The most notable results occurred in the largely tribal fourth and fifth constituencies. While members of the Awazem tribe won four seats, the Mutairi and Rasheedi tribes only claimed two each, and the Ajman tribe won just a single seat. Smaller tribes such as the Enezi and Kandaris succeeded in picking up a number of seats that the larger tribes would have traditionally held. Tribal candidates won 24 seats in total, however, the failings of the traditionally stronger tribes indicates dissatisfaction within the tribal population at their interactions with their political performance.
The information ministry put voter turnout at 52.5%, above the record-low 40.3% recorded in the December 2012 polls. In December, voters heeded opposition calls for a boycott of the vote in protest over the emir's October 2012 amendments to Kuwait's electoral regulations. However, divisions within the loose-knit opposition – a broad-base including liberals, tribal figures and Islamists – have subsequently widened and some opposition candidates ran in the election. The influential Ajman, Awazem, Mutairi and Rasheedi tribes all called for participation. Moreover, the opposition's inability to win concessions from the government contributed to some previous supporters ignoring their calls to boycott the vote.
The new parliament's first session will be on 6 August, where a speaker of parliament will be elected. With the Eid al-Fitr holidays beginning on 8 August, MPs will then enter summer recess, returning in late October. The government resigned yesterday (28 July) in line with the constitution.

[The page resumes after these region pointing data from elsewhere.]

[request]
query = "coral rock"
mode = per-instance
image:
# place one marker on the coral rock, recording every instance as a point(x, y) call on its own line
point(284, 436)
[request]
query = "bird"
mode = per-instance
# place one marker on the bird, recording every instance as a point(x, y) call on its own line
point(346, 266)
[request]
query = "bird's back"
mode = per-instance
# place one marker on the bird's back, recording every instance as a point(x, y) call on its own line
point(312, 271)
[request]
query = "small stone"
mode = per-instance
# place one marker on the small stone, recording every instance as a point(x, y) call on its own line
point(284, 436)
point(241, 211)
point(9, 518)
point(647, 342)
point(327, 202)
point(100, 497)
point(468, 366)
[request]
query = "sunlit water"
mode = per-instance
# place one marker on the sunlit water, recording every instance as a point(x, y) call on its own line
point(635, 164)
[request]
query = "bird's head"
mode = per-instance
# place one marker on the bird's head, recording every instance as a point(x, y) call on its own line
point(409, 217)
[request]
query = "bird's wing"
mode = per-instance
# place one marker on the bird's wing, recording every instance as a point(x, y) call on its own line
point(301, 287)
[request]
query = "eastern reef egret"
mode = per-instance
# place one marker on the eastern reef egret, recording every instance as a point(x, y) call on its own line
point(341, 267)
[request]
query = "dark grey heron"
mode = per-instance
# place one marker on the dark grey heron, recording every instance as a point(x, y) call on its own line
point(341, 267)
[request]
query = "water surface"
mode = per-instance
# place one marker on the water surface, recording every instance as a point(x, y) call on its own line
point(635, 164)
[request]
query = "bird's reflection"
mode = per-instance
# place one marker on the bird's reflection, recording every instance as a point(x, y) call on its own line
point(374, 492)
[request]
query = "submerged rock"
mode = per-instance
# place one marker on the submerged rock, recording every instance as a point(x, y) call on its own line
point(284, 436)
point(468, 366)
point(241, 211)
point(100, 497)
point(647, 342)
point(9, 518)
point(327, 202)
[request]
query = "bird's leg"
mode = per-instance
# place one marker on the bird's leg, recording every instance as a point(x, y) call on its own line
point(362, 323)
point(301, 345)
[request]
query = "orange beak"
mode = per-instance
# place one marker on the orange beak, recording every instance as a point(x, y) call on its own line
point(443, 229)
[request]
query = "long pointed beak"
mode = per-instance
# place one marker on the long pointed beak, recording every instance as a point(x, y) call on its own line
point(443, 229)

Sheikh Jaber al-Mubarak al-Hamad al-Sabah will likely be reappointed prime minister and must appoint a new government, containing at least one MP, by parliament's first session.
Prospects for reform
Political instability stemming from inherent structural defects in Kuwait's political system has stymied economic development in the country, stalling infrastructure projects, significant new oil and gas projects and legislative reforms. Frequent elections, the resignation of governments, corruption probes into major infrastructure projects, and the frequent interpolation of government ministers at the hands of an active if ineffective parliament have contributed to Kuwait's failure to reform its weak regulatory framework and fully realise the potential of its oil reserves, with targets previously pushed back for both new production capacity (4 million barrels per day now targeted for 2020) and the fourth refinery project. Meanwhile, long overdue efforts to boost gas capacity for domestic use (and reduce fuel use costs) have also come under scrutiny as part of the probe into the 2010 Jurassic gas field agreement with Shell, which was the subject of investigation by the previous parliament.
Political turbulence is due to two main factors: the inherently adversarial nature of relations between the government and parliament – whose main power is its ability to challenge ministers – and infighting between members of the royal family, which is frequently played out through proxies within parliament.
The emir's attempts to improve political stability – dismissing former prime minister Sheikh Nasser al-Mohammed al-Sabah in 2011, holding fresh parliamentary elections and amending the electoral regulations – have proven unsuccessful, and the latest polls are unlikely to significantly improve the situation. Although the return of opposition MPs including liberals and moderate Sunni Muslims means parliament is more broad-based and less overtly pro-government than the previous body, while the higher turnout also bestows it greater popular legitimacy, the election of a new parliament does not resolve the deficiencies that led to the collapse of its predecessors.
The frequency of elections in Kuwait means that MPs must always be ready to contest an election. They therefore seek to demonstrate their independence from government by challenging ministers and pushing through populist measures – such as public sector wage rises and citizens' debt relief – at the expense of necessary economic reforms (see Kuwait: 18 March 2013: Kuwait moves towards debt write-off agreement for citizens). The economy is overly dependent on oil revenues and in June 2012, the International Monetary Fund (IMF) estimated that these would be exceeded by government expenditure by 2017 if reforms are not implemented, a problem that will be exacerbated by populist measures. Underlining the risk of further elections in the near future, former Shia MP Abdulhameed Dashti, who unsuccessfully contested the first constituency, has already stated that he will file petitions against the election to the Constitutional Court.
Intrigue between senior figures within the royal family also remains unresolved. Royal factions are seeking to position their preferred candidates so that they can succeed Crown Prince Sheikh Nawaf bin-Ahmad al-Sabah as first in line to the throne after he eventually succeeds the current emir. Pro-government MPs, who have been aligned with Sheikh Nasser, challenged the previous government on a number of occasions, attempting to undermine the prime minister. Some of these MPs won re-election on 27 July.
Outlook and implications
Previously strong opposition groupings such as the Muslim Brotherhood-aligned Islamic Constitutional Movement (ICM) remain exiled from the political framework as a result of their boycott. While they will seek to pressure the government through a variety of means, such as organising protest rallies, they have been unable to maintain the momentum they achieved in late-2012 and their influence will continue to wane. Nevertheless, this is unlikely to improve the political turbulence in Kuwait and there is a risk of further interpolations of government ministers and corruption probes into major construction projects. Parliamentary objections led to the cancelling in 2008 of a joint venture with Dow Chemical Company, igniting a penalty clause which forced Kuwait to pay USD2 billion in compensation. The majority pro-government December 2012 parliament launched such probes into two high profile projects: the Subiya Causeway and the Az Zour North Independent Water and Power Project (IWPP). An indicator that the government is seeking to adopt a more conciliatory approach towards parliament would be if more than the constitutionally-mandated one MP is given a cabinet position, potentially paving the way for co-operation.